2012 book by Federico Pistono

Robots Will Steal Your Job, but That's OK: How to Survive the Economic Collapse and Be Happy is a book by American author Federico Pistono that was published in 2012. Initially self-published, it was later picked up by publishers internationally and translated in six languages. It became a best-seller on Amazon.com and was well-received by critics.

==Content==
The book's four points are:
1. Technology is improving at an exponential rate, robots and algorithms will soon be able to replace most human labor;
2. There is no need for the emergence of artificial general intelligence to create structural technological unemployment and destabilize the economy as we know it;
3. Work and happiness have a correlation, but not necessarily a causation. What drives happiness is having a sense of purpose and being in a state of flow, which may come from activities outside of traditional work;
4. While it is theoretically possible to replace lost jobs, the book suggests that it would be impractical and it represents a missed opportunity for society, challenging the reader to think of a system where automation allows to break the labor-by-income, income-for-survival cycle, scaling back on conspicuous consumption.
The book is divided into three parts: Automation and Unemployment, Work and Happiness, and Solution. It contains 21 chapters, two appendices, titled "How a Family Can Live Better by Spending Smart" and "Growth".

== Publication history ==
Initially self-published, it was later picked up by publishers internationally and translated in six languages.

==Reception==
The book became a best-seller on Amazon.com, and was covered in various publications such as the BBC, the Financial Times and Época.

The Financial Times noted that the book is Johann Rupert's favorite, who stated "How is society going to cope with structural unemployment? ... Because the next wave of unemployment will be even bigger than the current one ... You don't believe me? I urge you to look at this [book]."

Piero Scaruffi in the Institute for Ethics and Emerging Technologies said: "The book's breadth is impressive: its chapters touch on Economics, Sociology, Philosophy, Morality and Artificial Intelligence, and sometimes within the same paragraph. ... Pistono is trying to construct a future society in which humans will be happy even though they will be less necessary. Instead of an apocalyptic view of the future, Pistono is the rare prophet with a Panglossian view of the future."

Peter Diamandis, in a conversation with Robert Reich at The Wall St. Journal CIO Network said, "I love the book ... the notion is that we're moving into a world where there's going to be a disconnect between work and living and I think society is going to have to find some new balance points ... we're going to be fundamentally changing society, and the question is, maybe people don't have jobs."
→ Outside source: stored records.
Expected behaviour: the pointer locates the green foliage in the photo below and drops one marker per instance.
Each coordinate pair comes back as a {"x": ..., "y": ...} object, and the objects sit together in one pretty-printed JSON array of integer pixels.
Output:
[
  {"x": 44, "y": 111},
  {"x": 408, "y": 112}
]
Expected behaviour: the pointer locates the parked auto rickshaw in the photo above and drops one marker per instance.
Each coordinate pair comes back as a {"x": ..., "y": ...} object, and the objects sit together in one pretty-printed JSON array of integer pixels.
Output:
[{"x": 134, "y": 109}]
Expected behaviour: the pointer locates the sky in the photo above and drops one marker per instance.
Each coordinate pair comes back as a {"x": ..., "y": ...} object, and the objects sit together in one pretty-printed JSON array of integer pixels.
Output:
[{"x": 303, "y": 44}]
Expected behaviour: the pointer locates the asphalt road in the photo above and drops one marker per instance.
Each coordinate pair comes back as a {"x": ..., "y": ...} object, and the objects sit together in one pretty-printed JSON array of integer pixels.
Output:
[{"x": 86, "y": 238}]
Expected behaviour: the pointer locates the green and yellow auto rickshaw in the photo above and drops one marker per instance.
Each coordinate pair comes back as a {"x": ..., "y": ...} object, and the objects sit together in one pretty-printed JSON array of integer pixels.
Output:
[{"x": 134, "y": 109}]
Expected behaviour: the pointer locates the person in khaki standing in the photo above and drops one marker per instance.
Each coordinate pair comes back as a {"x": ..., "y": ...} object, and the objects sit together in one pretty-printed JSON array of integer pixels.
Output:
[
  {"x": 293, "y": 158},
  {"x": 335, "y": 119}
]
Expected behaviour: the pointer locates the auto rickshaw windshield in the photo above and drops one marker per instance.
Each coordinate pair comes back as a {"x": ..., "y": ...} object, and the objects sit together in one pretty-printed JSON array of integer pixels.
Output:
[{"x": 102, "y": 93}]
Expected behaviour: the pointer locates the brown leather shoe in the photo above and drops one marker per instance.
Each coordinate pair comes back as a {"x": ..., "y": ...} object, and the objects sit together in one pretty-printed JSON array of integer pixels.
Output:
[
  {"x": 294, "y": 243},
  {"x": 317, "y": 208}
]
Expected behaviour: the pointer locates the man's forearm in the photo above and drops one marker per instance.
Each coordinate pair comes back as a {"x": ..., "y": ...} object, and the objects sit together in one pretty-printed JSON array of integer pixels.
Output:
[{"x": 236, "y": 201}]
In a review in the Socialist Standard, the book is described as "[a]t best, this book is a useful primer to introduce people to the concept of incoming and widespread technological unemployment. It is hampered by its lack of detail in explaining the debates around the issue and its abject failure to present anything like a sensible response. At its best, it is a heartfelt tract, with some useful facts and bibliography."